The future of India’s coalition government and a controversial nuclear deal with the US were hanging in the balance yesterday as parliament opened debate ahead of a key confidence vote.
The Indian government would collapse and early elections would be called if the coalition of Indian Prime Minister Manmohan Singh were to lose a vote today, and experts said the outcome was far too close to call.
Singh stirred up anger among his left-wing and communist allies by signing a nuclear accord with the US that his government insists was essential to meet the energy needs of India’s fast-growing economy and its 1 billion people.
PHOTO: EPA
Left-wingers, who sparked the vote by withdrawing their support, said the deal tied traditionally non-aligned India too close to the US, and would compromise the country’s nuclear weapons program.
After days of trying to woo even tiny parties with just a handful of votes, Singh voiced confidence that his government would survive and see through its last year in office.
“We will prove our majority on the floor of the House,” he told reporters outside the Lok Sabha, or parliament.
The government would need a simple majority of votes, but opposition parties — including the left and the Hindu nationalist Bharatiya Janata Party (BJP) — were equally confident they could push the world’s largest democracy into early elections.
If the government were to lose the vote, elections must be held within six months.
The race was so tight, and the stakes so high, that the government has let six MPs serving jail terms out to vote. Meanwhile the opposition has paid for charter flights to bring in ailing lawmakers, politicians said.
“The government is today like a patient in an intensive care unit.

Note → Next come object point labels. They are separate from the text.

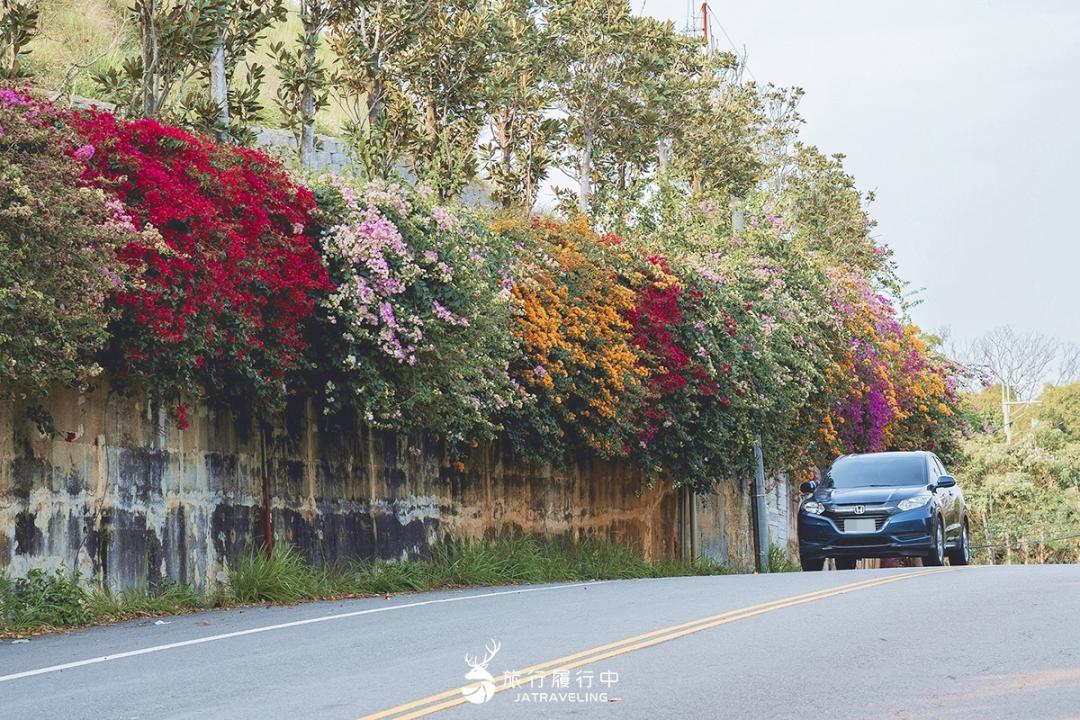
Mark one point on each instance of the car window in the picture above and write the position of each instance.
(878, 470)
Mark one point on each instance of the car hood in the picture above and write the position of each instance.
(868, 496)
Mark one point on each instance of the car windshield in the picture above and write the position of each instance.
(877, 471)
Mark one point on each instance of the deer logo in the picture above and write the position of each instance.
(482, 687)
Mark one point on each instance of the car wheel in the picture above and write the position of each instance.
(961, 554)
(936, 555)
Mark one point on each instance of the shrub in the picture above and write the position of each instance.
(57, 252)
(416, 330)
(579, 367)
(43, 598)
(217, 307)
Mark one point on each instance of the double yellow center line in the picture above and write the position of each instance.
(424, 706)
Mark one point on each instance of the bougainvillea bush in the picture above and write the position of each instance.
(216, 309)
(416, 330)
(579, 368)
(57, 252)
(203, 271)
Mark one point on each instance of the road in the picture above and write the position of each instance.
(953, 642)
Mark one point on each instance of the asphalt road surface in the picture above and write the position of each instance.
(949, 642)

The first question naturally asked is, ‘is he going to survive or not?’” BJP leader Lal Krishna Advani said as the marathon debate opened.
The communists and BJP were also trying to widen the terms of the debate.
They have been speaking out against rising food and fuel prices — inflation has been up to about 12 percent lately — and arguing that hundreds of millions of poor have been left behind by India’s economic boom.
But the core issue was the nuclear deal — a topic spanning India’s energy security as well as its place in the world.
India, which tested nuclear weapons in 1974 and 1998 and refused to sign the nuclear Non-Proliferation Treaty, has been barred from buying nuclear technology and fuel.
The deal would allow such purchases but subject India’s civilian nuclear sites to international controls — aimed at ensuring that any purchases are not diverted for military uses.
Opponents have said the deal would compromise India’s position as a beacon of neutrality, and that the requisite UN inspections would limit India’s ability to develop its weapons program to deter its main regional rival Pakistan.
They also argued that there were strings attached — and doing a deal with Washington would undermine its freedom to buy oil and gas from countries like Iran, or shop for armaments with traditional suppliers like Russia.
“We are not against nuclear energy. We are not against a very close relationship with America. But we would never like India to become party to an agreement which is unequal,” the BJP’s Advani told parliament.
“This deal makes us a subservient partner. It makes India a junior partner,” he said, adding the BJP wanted the deal to be renegotiated but not scrapped.